【書評】『名づけの民俗学 地名・人名はどう命名されてきたか』田中宣一/吉川弘文館/1836円
【評者】内田和浩(歴史研究家)
およそこの世に存在するものには名前がある。民俗学者の著者は、名づけという行為は、人がそのモノに関心を抱き、他のものと区別し、人びとと認識を共有するためのものと述べる。そして、名づけには、モノの観察・解釈の結果として表現されている「名づけ的命名」と、期待感や抱負のにじみ出た「名のり的命名」があるとする。

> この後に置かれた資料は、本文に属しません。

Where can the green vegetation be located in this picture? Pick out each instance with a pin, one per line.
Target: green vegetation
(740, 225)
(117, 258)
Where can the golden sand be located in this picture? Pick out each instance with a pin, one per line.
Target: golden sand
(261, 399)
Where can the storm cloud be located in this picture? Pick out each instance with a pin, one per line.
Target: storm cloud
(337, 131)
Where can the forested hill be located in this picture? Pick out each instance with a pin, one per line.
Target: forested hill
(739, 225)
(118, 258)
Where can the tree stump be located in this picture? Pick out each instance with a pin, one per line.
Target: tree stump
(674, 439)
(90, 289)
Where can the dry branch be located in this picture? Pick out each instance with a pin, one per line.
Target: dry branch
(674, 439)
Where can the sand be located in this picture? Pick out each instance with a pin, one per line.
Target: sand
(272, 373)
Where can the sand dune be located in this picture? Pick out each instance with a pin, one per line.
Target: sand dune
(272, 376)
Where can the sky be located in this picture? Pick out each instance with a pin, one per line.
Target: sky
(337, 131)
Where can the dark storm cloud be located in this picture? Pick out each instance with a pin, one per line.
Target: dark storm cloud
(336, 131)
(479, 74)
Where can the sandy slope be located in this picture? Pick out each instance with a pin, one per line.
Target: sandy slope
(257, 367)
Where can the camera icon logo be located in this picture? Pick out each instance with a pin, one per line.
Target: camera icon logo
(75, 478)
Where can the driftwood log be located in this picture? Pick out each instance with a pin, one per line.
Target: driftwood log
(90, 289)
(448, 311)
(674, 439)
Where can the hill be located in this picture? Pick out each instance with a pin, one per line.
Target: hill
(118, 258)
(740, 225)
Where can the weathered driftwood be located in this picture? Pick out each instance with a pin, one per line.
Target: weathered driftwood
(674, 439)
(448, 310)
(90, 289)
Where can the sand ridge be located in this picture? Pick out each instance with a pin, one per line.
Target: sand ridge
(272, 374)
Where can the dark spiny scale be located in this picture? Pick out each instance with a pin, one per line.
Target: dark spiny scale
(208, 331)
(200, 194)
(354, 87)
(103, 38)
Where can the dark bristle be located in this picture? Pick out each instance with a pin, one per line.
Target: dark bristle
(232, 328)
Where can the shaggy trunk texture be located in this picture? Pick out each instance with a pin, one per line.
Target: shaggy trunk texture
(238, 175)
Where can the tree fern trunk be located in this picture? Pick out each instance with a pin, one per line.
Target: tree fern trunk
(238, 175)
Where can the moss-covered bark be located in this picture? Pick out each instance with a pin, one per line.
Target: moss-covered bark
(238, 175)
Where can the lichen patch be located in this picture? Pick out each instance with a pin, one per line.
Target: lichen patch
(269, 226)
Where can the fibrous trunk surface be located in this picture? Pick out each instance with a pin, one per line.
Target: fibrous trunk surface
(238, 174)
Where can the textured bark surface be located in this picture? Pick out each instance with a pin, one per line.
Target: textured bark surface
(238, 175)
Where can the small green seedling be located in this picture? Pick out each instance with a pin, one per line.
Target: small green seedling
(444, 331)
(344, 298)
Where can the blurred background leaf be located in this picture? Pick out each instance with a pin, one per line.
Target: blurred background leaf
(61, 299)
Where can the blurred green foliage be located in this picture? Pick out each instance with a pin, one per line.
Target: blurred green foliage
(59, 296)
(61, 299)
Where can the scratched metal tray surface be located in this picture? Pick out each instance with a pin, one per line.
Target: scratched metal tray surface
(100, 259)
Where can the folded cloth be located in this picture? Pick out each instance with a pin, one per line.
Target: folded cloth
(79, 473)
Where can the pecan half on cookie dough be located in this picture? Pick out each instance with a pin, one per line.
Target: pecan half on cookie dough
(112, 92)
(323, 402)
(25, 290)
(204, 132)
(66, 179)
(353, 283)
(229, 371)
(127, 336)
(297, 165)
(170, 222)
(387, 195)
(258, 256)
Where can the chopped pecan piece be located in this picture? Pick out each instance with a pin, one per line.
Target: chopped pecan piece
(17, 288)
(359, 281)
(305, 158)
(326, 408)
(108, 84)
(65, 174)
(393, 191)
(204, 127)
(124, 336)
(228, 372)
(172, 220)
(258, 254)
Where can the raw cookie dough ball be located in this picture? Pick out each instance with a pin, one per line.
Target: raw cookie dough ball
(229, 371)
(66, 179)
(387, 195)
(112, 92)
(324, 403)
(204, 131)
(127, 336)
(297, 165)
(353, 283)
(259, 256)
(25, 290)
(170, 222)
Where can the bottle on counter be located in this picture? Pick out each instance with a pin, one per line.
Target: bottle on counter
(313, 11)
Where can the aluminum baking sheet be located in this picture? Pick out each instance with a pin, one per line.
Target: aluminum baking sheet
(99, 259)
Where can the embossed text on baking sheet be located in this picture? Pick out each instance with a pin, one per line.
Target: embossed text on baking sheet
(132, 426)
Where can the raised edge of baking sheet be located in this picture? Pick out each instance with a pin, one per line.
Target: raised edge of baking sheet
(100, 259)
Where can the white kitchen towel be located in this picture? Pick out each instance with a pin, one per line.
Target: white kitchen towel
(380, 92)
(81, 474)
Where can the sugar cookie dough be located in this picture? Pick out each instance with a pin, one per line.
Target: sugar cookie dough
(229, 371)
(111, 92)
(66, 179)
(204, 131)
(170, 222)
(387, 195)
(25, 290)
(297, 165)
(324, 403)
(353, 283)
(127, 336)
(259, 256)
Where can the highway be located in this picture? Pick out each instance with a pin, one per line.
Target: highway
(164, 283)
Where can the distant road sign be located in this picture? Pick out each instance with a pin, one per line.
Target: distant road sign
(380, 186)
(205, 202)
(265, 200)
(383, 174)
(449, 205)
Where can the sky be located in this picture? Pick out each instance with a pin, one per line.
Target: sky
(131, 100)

「名のり的命名」の最たるものが人名である。皺くちゃの赤ん坊に、「美子」とか「幸子」と名づけるのは、赤ん坊の観察からではなく、その名前のような人物になってほしいという期待からである。著者はこれを日本人の「言霊信仰」によるものという。言霊信仰とは、言葉には意味と不可分の霊力が宿っていて、その言葉を発するとそれが現実になると信じられることだ。たとえば、受験生を前にして「落ちる」という言葉を避けるのは、その言葉によって不合格が現実になることを恐れるからだ。
言霊信仰をもち続けてきた日本人にとって、人の名前は、その人の全体を表すものと信じられてきた。本書によれば、かつて女性の名前はとくに秘されるものだったという。紫式部など、平安時代の貴族の娘が系図に「女」とだけ記されていて実名がわからないのは、女性の身分が低かったからではなく、秘密だったからなのだ。
現在の社会でも、名前は苗字とは意味合いが異なることに気づく。上司を「佐藤さん」と呼ぶことはあっても、「太郎さん」と呼ぶのは失礼だろう。また、部下の女性を「優子」と名前で呼び捨てにすれば、周囲に関係を勘ぐられるかもしれない。それだけ名前というものは重い意味をもつものなのだ。
著者は現在の子供の名づけの傾向にも言及する。たとえば女子で人気のある「ユイ」という読みは20以上の表記があり、また一方で、人気のある「結愛」という表記は「ユイ」「ユウア」「ユナ」「ユラ」など読みはまちまちであるという。
「命名に知恵をしぼる親の愛情はわかるとしても、漢字本来の意味を離れ、雰囲気を重んじるさまざまな呼び方をする傾向にはとまどいを感じられずにはいられない」というのが著者の感想だが、いかがだろうか。これから親となるかたには本書を一読のうえ、愛する子に名をつけてほしいと思う。